Every other nation on earth was ruled by a monarchy, or some variant thereof.

The new nation, in an incredibly brave and bold move, dispensed with the monarchy altogether, somethting that had never been done before, or at least not for the past 2,000 years or so.

That is why The Constitution begins with the words We The People.

It was to be a nation of self-government, of the people, by the people and for the people, as Lincoln would put it so eloquently at Gettysburg some 87 years later.

The foundation of that concept of self-government was wholly dependent upon a well informed electorate. 

And the way that the electorate was educated and informed and made fully capable of self-government was the free press.

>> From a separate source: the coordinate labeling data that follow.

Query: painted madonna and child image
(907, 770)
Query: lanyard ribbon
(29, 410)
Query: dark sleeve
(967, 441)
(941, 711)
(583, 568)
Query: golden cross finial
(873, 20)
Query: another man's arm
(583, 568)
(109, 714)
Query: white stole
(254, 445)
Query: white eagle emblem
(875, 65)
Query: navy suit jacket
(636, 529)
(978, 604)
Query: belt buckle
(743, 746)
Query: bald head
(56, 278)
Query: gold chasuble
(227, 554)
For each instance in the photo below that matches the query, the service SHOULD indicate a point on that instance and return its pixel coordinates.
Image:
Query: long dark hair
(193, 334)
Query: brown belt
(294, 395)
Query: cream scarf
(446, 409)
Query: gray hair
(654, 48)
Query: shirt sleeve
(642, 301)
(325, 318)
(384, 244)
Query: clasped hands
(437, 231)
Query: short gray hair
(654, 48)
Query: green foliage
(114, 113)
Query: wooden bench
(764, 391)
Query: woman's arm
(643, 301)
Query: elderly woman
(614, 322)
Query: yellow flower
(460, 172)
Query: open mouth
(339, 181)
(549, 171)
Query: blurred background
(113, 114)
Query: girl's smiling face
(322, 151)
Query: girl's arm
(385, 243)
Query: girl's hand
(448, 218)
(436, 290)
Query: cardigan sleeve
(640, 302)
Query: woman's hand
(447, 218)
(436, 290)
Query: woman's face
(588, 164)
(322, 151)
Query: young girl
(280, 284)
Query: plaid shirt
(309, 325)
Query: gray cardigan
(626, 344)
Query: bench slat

That is why the concept of a free press is enshrined in the First Amendment. It is the bedrock of a democracy. Withouth a free and vibrant press, democracy quickly collapses. 

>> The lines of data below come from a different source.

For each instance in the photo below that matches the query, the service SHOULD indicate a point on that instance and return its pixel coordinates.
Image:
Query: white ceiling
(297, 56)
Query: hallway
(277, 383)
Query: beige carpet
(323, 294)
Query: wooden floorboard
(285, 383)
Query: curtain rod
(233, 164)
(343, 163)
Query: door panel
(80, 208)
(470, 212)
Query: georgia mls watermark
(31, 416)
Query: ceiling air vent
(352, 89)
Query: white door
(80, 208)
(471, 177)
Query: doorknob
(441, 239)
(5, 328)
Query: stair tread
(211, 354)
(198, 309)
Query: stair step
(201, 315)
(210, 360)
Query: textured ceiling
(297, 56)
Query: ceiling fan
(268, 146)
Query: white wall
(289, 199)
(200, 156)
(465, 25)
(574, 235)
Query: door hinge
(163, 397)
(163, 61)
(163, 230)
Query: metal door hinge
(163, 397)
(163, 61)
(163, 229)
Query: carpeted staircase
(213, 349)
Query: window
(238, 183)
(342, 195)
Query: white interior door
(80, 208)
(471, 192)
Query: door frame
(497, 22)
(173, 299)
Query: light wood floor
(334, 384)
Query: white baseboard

For almost all of our history, that Free Press, that conduit of education and information was the newspaper.

Thomas Jefferson said, “Were it left to me to decide whether we should have a government without newspapers, or newspapers without a government, I should not hesitate a moment to prefer the latter. But I should mean that every man should receive those papers and be capable of reading them.”

But now, newspapers across the country are dying. 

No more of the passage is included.